On one hand it's not that surprising that a candidate would go the cronyism route in regard to advisors, cabinet prospects, etc. But given that only three months away Trump is acting even more erratically like an adolescent boy trapped in a 70 year old man's body, it just increases the apprehension.
That he's gathering teams that might finally formulate schemes with actual details of how he's going to accomplish his claimed goals punctures the hypothesis that he's deliberately trying to lose the race (because getting the nomination was as far as he ever intended to go successfully). As if the whole run of the last year was purely for the sake of ego, of proving he could capture that, where literally winning POTUS itself could now only be possible as a terrifying accident (for him, not just the US and world if the latter are fretting).
Except that regardless of whether or not he is serious about going all the way, that kind of "terrifying accident" could still very much happen.

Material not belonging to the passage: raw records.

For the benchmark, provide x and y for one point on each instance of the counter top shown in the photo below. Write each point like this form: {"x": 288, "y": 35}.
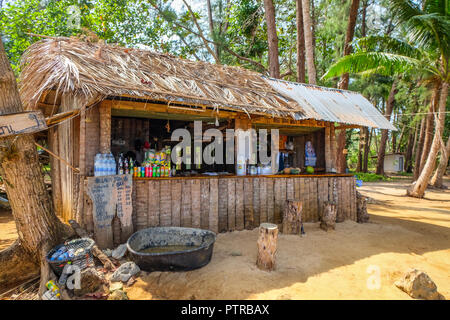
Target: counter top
{"x": 200, "y": 176}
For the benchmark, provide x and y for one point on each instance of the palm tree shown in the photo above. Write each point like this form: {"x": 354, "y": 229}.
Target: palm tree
{"x": 426, "y": 52}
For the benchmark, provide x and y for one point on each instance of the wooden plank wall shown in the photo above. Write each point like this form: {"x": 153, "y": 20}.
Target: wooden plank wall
{"x": 228, "y": 204}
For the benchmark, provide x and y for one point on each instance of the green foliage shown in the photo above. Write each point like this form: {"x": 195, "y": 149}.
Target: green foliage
{"x": 125, "y": 22}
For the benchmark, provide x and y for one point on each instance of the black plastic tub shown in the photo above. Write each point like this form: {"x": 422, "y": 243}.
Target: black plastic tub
{"x": 202, "y": 242}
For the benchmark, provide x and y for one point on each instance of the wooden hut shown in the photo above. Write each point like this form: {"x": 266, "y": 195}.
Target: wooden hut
{"x": 98, "y": 98}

As bad as Trump is doing in the polls, as much he outlandishly tries to sabotage himself again and again in the home stretch...
It often looks like Hillary's cred is being propped-up and held together with utility wire and Elmer's glue. Even with the short span she merely has to survive ahead, observers keep wondering if she can navigate through that mine-field of past troubles and potential mishaps. Plus, something out of the unexpected blue could happen, like a health-related crisis for her.
This race is such a crazy cartoon of the boasting Hare taking taking two steps back with every step forward, but with the fragile Tortoise having to lug around political life-support strapped to her shell, that people are going to be chewing their fingernails right down to finish line, whichever side they're rooting for.